Complex solution = Complex.ofReal(-polynom.getB() / (2 * polynom.getA()));4.3. With a Strictly Negative Discriminant
4.3.使用严格的负判别式
If the discriminant is strictly negative, the equation has no solution in the real number system. However, it can be solved in the complex number system: the solutions are (-b – i√-Δ) / 2a and its conjugate (-b + i√-Δ) / 2a:
如果判别式是严格的负数,该方程在实数系统中没有解。
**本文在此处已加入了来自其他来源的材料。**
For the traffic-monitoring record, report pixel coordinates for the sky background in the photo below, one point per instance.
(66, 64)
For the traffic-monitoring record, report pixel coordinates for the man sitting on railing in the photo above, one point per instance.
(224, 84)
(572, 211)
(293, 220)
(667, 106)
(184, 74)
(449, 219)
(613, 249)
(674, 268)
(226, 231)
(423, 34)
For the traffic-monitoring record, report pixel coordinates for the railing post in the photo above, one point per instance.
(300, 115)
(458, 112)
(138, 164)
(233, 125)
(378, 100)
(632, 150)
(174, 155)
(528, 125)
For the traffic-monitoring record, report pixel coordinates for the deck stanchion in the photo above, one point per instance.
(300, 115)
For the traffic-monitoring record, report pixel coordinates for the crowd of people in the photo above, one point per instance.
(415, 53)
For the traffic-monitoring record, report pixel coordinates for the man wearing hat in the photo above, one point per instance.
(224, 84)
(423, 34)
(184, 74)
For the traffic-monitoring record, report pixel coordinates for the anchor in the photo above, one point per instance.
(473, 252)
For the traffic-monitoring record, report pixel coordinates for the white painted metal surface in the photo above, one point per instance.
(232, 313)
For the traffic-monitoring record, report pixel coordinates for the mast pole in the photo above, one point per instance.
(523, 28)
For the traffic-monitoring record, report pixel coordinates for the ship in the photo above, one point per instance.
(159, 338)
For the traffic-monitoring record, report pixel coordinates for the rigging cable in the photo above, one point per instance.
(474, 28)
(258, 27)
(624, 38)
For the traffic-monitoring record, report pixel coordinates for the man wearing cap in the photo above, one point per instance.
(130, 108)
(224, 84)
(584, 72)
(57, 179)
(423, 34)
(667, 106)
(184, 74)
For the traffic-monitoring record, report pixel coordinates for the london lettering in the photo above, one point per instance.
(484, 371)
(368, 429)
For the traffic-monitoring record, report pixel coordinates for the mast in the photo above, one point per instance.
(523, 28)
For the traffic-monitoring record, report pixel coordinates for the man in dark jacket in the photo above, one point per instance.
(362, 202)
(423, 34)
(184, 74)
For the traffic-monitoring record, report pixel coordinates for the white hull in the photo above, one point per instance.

然而,它可以在复数系统中得到解决:解是(-b – i√-Δ) / 2a及其共轭物(-b + i√-Δ) / 2a:
Complex solution1 = new Complex(-polynom.getB() / (2* polynom.getA()), -Math.sqrt(-polynom.getDiscriminant()) / 2* polynom.getA());
Complex solution2 = new Complex(-polynom.getB() / (2* polynom.getA()), Math.sqrt(-polynom.getDiscriminant()) / 2* polynom.getA());4.4. Gather the Results
4.4.收集结果
To sum up, let’s build a method that will fill in a List with the solutions of the equation when they exist. In the real number system, this method looks like this:
综上所述,让我们建立一个方法,当方程的解存在时,将其填入List。在实数系统中,这个方法看起来像这样。
public static List<Double> getPolynomRoots(Polynom polynom) {
List<Double> roots = new ArrayList<>();
double discriminant = polynom.getDiscriminant();
if (discriminant > 0) {
roots.add((-polynom.getB() - Math.sqrt(discriminant)) / (2 * polynom.getA()));
roots.add((-polynom.getB() + Math.sqrt(discriminant)) / (2 * polynom.getA()));
} else if (discriminant == 0) {
roots.add(-polynom.getB() / (2 * polynom.getA()));
}
return roots;
}If we work in a complex number system, we’ll rather write:
如果我们在复数系统中工作,我们宁愿写。
public static List<Complex> getPolynomRoots(Polynom polynom) {
List<Complex> roots = new ArrayList<>();
double discriminant = polynom.getDiscriminant();
if (discriminant > 0) {
roots.add(Complex.ofReal((-polynom.getB() - Math.sqrt(discriminant)) / (2 * polynom.getA())));
roots.add(Complex.ofReal((-polynom.getB() + Math.sqrt(discriminant)) / (2 * polynom.getA())));
} else if (discriminant == 0) {
roots.add(Complex.ofReal(-polynom.getB() / (2 * polynom.getA())));
} else {
roots.add(new Complex(-polynom.getB() / (2* polynom.getA()), -Math.sqrt(-discriminant) / 2* polynom.getA()));
roots.add(new Complex(-polynom.getB() / (2* polynom.getA()), Math.sqrt(-discriminant) / 2* polynom.getA()));
}
return roots;
}5. Conclusion
5.总结
In this tutorial, we’ve seen how to solve a quadratic equation in Java, whether we work with real or complex numbers.
在本教程中,我们已经看到了如何在Java中解决一元二次方程的问题,无论我们是用实数还是用复数工作。
As always, the code can be found over on GitHub.
一如既往,代码可以在GitHub上找到over。